Anyway, note that Charlie Hebdo doesn’t dare mark the anniversary of the jihad massacre in its offices by publishing more cartoons of Muhammad. They’ve learned their lesson, like so many in the West, and bowed to violent intimidation, which only means they will eventually get more of it.
“Iran protests cartoons of Khamenei in French satirical weekly,” RFI, January 4, 2023 (thanks to The Religion of Peace):
Iran warned France on Wednesday it would respond after “insulting” cartoons depicting Iran’s supreme leader Ayatollah Ali Khamenei were published in the satirical magazine Charlie Hebdo.
The weekly had published dozens of cartoons on the same day ridiculing the highest religious and political figure in the Islamic republic.
The magazine said the cartoons were part of a competition it launched in December in support of the protests triggered by the 16 September death in custody of Mahsa Amini, an Iranian Kurd who was arrested for allegedly violating the country’s strict dress code for women.
“The insulting and indecent act of a French publication in publishing cartoons against the religious and political authority will not go without an effective and decisive response,” Iran’s Foreign Minister Hossein Amir-Abdollahian was quoted as saying by the state-controlled Mehr news agency.

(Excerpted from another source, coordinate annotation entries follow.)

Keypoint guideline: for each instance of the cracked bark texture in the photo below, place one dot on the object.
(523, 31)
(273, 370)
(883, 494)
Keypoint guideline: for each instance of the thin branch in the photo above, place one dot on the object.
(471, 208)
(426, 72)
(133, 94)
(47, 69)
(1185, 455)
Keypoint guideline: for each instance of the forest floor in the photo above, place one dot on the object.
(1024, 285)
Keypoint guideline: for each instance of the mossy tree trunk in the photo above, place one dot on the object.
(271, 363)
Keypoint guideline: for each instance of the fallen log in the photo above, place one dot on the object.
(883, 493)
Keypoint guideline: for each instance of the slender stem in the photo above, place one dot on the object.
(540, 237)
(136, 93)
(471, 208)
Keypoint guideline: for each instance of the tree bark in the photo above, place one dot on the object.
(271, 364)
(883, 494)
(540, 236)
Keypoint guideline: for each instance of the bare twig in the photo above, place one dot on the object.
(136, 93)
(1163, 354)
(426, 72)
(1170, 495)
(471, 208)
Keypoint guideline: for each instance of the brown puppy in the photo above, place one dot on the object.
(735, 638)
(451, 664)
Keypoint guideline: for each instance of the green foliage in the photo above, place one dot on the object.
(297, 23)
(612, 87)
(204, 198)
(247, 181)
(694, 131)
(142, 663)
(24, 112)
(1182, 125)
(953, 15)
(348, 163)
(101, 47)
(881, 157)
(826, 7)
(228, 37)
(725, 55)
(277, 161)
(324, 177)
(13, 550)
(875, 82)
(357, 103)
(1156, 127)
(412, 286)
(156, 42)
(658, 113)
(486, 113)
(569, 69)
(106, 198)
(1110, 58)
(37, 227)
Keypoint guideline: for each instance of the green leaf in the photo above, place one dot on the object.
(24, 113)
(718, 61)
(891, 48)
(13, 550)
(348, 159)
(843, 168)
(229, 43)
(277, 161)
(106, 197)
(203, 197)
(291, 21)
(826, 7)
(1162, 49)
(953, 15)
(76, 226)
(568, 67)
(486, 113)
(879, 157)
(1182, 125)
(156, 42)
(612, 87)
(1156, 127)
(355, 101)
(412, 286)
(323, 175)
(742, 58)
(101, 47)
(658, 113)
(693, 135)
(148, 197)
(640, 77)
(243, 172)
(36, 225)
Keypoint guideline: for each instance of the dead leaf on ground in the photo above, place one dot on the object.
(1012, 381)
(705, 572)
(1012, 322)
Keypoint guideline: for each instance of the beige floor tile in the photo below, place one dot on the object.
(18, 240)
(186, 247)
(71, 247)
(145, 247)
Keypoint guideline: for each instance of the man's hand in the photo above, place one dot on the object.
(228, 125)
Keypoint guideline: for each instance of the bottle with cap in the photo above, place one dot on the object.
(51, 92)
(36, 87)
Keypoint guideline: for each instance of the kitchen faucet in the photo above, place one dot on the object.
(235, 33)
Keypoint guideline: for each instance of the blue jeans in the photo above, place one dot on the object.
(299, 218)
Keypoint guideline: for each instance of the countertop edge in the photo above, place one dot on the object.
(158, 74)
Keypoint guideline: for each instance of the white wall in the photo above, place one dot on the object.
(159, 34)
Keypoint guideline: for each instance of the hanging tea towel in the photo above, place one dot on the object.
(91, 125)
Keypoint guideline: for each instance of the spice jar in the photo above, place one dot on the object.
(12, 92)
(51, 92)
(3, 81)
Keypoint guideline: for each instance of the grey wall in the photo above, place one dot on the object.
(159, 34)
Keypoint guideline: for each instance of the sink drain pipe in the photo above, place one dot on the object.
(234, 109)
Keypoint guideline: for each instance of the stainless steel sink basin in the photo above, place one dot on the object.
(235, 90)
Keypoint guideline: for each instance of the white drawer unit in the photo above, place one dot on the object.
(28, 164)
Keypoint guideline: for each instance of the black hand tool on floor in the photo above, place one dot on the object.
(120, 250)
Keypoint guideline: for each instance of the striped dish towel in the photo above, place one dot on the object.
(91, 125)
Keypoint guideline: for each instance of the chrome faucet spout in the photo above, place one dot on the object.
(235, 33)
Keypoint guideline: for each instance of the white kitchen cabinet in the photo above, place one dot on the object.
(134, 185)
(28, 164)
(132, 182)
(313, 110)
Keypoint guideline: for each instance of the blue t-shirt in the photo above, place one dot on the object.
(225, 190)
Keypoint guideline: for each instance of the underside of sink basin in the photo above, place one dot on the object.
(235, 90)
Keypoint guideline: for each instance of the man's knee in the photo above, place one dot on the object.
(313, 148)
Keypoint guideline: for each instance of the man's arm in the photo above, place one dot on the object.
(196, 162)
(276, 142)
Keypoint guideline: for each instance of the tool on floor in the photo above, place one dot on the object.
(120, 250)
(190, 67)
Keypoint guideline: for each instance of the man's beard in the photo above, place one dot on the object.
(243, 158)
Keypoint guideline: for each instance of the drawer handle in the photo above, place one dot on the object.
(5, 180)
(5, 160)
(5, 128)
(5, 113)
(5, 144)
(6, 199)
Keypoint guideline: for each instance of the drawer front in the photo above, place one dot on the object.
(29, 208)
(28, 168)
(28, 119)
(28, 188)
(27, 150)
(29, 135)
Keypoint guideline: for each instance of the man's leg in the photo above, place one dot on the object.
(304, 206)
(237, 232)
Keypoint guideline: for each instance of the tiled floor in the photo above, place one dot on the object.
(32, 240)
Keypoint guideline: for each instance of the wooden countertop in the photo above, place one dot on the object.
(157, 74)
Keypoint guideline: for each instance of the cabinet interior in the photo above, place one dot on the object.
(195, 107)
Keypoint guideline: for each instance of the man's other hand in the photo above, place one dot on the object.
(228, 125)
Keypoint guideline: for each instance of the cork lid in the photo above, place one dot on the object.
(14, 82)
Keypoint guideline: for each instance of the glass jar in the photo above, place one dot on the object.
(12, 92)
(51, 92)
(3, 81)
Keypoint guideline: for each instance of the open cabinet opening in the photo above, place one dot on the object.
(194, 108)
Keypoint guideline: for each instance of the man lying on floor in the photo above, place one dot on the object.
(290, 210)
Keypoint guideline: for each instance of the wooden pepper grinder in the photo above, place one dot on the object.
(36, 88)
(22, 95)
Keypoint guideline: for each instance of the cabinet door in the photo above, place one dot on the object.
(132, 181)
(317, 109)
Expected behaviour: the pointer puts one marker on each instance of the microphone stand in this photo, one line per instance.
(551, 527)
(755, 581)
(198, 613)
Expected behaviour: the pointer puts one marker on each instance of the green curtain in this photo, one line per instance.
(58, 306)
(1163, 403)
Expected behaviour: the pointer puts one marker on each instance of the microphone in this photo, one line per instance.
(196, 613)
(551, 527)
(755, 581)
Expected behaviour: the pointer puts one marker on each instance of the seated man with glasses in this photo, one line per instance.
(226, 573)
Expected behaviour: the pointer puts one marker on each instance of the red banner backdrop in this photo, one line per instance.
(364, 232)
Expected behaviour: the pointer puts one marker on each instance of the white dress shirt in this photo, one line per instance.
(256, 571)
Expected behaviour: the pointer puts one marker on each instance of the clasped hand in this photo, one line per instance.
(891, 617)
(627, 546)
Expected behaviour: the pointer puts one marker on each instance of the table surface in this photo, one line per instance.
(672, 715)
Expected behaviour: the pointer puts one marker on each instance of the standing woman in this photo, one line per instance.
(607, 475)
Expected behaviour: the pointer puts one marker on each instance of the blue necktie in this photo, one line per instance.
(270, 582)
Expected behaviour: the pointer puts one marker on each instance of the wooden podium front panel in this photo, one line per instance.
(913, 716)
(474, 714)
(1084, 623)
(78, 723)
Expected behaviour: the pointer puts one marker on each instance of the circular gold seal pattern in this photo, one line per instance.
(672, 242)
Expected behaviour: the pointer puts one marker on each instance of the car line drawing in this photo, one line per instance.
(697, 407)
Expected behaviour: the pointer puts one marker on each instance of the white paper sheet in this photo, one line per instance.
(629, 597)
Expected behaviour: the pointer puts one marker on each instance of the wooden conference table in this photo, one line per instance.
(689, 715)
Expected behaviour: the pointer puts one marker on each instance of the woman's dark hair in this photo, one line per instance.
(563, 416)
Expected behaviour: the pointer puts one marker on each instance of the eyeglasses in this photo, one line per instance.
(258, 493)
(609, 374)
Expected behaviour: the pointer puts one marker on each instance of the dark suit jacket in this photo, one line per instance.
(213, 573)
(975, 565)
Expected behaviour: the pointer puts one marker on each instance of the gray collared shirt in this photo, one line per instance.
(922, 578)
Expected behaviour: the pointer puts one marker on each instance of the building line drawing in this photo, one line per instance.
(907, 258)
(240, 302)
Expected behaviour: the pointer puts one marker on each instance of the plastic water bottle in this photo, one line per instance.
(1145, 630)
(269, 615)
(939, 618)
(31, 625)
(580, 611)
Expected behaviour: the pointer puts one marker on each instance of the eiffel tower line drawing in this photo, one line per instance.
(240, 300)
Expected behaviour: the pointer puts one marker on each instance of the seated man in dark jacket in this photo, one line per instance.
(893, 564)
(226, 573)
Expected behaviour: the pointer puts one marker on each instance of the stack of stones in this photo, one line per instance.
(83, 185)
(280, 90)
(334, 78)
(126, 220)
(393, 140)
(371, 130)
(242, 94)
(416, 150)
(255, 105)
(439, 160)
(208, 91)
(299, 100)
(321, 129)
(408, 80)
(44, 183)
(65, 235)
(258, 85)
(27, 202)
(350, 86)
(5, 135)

“We will not allow the French government to go beyond its bounds. They have definitely chosen the wrong path”.
A press release issued by Iran’s embassy in Paris called upon French authorities to “take the necessary and immediate measures [regarding] this magazine in order to prevent the continuation of this campaign of insults and hatred.”
But Charlie Hebdo said the contest aimed “to support the struggle of Iranians who are fighting for their freedom”.
Iranian authorities say hundreds of people, including members of the security forces, have been killed and thousands arrested in what they generally describe as “riots”, and have accused hostile foreign powers and opposition groups of stoking the unrest.
Charlie Hebdo published the caricatures in an special edition to mark the anniversary of a deadly attack on its Paris office on January 7, 2015 by assailants who said they were acting on behalf of Al-Qaeda to avenge the magazine’s decision to publish cartoons of the Prophet Mohammed.